We started hiking in some light flurries but the precipitation stopped soon. In short time we made to Placer Lake. The view wasn’t as good so we found the trail and carried on. The next stretch was decently steep, covering over 300 m gain in just a bit over 1 kilometer. There were also a few annoying dead-falls to duck underneath or hop over. Eventually the trees thinned out and the views opened up at around 2050 m elevation and we started to plod across flat meadow areas. It’s at this point that we noticed the golden larches around. There weren’t a lot, but enough to give hope for the higher up zones. I had never heard Flat Top Mountain as a larch-hunting destination so this was a pleasant surprise. The trail then traversed across the south side of a subsidiary bump for a long while and once that’s over we reached a saddle. It was cold and windy, but the north side had a ton of larches that certainly boosted our motivation.

As usual, there are lots of cows in this area…
Arriving at Placer Lake
Annoying dead-falls that we had to duck under
Our first taste of the golden larches
A view into Pasayten River into Washington State
The trail traverses across the south slope of a sub-peak
Angela noticed some cool mosses so I took some photos
Angela leading towards the next bump. That’s not the summit
Another field of larches on the north side of the first col
Me at the first col

And then the cloud layer gave way to intermittent sunshine. We followed the trail traversing across the next bump to the broad NW Ridge of the final peak. The north side of this next saddle offered even better larches scenery. We took our time taking photos and then dashed to the summit. The final few hundred meters were off-trail. I sped up because I saw bands of clouds moving in rapidly and we managed to summit literally 3 minutes before losing sunshine. We then hiked south to find a sheltered spot to take the much-needed lunch break.

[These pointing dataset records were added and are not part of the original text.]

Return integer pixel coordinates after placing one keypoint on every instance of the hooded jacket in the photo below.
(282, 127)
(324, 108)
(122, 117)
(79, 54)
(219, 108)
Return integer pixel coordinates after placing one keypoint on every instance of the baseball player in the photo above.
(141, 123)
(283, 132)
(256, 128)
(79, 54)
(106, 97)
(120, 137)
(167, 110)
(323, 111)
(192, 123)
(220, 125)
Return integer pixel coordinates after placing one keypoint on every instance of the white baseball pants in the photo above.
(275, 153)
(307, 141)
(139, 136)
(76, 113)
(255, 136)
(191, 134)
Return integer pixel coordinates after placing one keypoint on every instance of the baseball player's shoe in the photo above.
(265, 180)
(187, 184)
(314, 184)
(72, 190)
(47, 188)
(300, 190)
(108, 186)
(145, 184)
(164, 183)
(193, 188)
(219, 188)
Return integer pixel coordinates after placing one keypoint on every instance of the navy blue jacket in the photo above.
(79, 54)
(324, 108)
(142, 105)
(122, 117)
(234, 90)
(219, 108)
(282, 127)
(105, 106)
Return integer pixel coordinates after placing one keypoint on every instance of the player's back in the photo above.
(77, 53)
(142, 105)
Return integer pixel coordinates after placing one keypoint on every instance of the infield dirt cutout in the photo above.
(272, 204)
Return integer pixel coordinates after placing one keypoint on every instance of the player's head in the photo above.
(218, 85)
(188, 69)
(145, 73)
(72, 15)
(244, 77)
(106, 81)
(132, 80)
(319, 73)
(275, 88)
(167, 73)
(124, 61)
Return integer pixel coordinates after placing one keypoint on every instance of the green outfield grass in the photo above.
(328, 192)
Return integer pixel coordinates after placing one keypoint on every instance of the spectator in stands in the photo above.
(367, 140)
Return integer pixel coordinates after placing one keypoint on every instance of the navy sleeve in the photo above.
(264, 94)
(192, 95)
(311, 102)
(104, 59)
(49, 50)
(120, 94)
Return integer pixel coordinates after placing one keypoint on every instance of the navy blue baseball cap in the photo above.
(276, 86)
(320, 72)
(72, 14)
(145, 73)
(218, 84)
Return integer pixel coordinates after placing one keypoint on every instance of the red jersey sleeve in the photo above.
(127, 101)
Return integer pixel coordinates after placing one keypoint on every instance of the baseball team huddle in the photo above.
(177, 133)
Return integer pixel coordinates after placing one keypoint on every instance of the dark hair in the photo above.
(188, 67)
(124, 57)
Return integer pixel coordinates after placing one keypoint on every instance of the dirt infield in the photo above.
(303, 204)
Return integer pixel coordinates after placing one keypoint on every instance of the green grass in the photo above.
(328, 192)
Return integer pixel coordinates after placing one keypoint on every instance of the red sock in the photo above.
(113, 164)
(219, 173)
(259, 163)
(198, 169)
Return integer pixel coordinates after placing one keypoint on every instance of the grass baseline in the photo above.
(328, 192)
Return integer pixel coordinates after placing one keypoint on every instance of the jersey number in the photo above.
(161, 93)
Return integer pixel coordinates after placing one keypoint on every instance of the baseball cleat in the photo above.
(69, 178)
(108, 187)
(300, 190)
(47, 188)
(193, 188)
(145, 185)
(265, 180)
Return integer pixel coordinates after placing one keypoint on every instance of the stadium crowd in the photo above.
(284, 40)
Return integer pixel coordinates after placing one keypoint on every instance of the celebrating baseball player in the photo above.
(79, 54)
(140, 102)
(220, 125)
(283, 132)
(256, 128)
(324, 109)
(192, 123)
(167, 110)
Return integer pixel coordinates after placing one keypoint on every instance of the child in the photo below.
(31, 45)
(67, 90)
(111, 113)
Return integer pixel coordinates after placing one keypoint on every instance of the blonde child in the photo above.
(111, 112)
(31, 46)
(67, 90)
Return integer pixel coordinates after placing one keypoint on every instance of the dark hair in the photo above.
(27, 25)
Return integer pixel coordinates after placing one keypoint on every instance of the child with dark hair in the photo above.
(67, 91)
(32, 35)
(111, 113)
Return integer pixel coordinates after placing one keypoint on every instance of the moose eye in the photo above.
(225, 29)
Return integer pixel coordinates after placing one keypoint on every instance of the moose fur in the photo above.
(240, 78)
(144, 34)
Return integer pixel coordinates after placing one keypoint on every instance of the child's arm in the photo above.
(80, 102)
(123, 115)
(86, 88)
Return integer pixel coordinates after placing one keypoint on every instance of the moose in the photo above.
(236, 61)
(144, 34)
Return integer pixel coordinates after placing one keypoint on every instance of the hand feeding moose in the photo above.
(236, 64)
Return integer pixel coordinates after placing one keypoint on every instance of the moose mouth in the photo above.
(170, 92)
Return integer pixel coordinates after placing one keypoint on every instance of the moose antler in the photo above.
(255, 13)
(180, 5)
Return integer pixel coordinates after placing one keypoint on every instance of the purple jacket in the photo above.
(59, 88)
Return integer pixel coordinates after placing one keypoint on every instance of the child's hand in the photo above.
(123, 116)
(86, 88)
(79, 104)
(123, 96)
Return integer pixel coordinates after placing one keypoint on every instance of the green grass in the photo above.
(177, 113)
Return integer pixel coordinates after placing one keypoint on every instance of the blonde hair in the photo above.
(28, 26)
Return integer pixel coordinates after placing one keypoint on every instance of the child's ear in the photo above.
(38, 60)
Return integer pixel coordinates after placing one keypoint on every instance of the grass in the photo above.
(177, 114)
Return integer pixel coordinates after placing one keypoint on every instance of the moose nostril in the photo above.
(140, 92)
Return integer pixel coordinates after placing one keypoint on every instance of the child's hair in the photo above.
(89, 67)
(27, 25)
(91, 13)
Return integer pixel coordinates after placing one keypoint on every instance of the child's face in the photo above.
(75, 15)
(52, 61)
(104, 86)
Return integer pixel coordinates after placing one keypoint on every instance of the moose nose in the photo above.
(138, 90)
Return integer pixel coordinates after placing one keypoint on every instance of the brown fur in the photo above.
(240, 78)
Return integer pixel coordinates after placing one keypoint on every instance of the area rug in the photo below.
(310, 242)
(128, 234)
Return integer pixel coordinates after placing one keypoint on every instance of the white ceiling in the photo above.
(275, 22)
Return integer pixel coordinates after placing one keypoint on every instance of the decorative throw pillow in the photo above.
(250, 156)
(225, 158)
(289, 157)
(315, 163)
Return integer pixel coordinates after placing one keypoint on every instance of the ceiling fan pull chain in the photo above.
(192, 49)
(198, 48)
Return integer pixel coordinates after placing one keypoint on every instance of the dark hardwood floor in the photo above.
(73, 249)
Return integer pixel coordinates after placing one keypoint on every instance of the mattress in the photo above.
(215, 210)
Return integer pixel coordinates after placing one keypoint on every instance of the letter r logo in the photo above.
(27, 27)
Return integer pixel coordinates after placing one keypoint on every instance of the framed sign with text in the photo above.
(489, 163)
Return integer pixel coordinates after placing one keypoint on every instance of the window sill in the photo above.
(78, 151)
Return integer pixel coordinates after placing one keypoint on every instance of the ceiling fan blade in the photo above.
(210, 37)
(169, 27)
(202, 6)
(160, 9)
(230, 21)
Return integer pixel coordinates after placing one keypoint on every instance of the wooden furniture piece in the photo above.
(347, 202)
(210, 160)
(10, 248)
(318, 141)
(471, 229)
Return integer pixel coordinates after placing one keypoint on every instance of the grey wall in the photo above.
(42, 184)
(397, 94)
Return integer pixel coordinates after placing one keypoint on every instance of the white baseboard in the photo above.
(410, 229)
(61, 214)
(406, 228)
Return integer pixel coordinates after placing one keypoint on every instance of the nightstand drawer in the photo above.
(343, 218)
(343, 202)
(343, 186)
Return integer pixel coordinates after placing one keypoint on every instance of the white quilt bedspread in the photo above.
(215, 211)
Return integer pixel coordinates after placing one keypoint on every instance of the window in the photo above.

Looking back at that col and the field of larches
Angela checking out a bigger larch tree close to the trail
A close-up shot of the needles
The typical condition of this trail.. The quality was beyond expectation
Another view looking back towards the sub-peak that we traversed under
There’s even a small lake in the close vicinity
Looking south towards Lake Mountain etc. in Pasayten Wilderness
Angela on an outcrop overlooking that lake
Me checking out that same outcrop
The true summit ahead
Me arriving at the higher col, excited to see more larches
There’s a bigger field of larches to the north of this final col
Looking east to the actual “flat top” that is slightly lower than the summit
Me checking out those larches…
Another photo of me in front of the larches scenery.
Angela marching up the final summit ridge with dark clouds approaching
Me plodding ahead to tag the summit
From the summit, looking back down the route we came up
Frosty Mountain and Castle Peak (in clouds) on the horizon
Summit Panorama from Flat Top Mountain. Click to view large size.
Sheep Mountain just across the border
Remmel Mountain etc. another group of taller peaks in Pasayten
Angela arriving on the summit of Flat Top Mountain
A closer look at Ptarmigan Peak and Osceola Peak
Cathedral Peak is that pointy one with Amphitheatre Mountain to the right
Grimface Mountain etc. in Cathedral Provincial Park
Placer Mountain to the north that I ascended a month ago

The descent was rather uneventful. Because of the cloudy weather we did not stop much for the larches views and the cold breeze kept us moving. I kept my winter parka on for a couple kilometers until I became warm enough. The snow and ice on the trail was mostly gone but the replacement was slippery mud.

As you can see, the summit area was windy on this day
Back to the trail in the forest
More about the descent through the forest. Snow was melting
One of the few dead-falls
Back to Placer Lake
Evidence of hunters in this zone…
The final plod down the deactivated logging road.

Our round trip time was 6 hours on a very leisurely pace and now we had to face the long drive home. We did not lose daylight until past Hope but it was consistently raining from Manning Park all the way back. We made a decision to drive into Richmond for some late night dinner as there wasn’t really anything open in White Rock at 8 pm.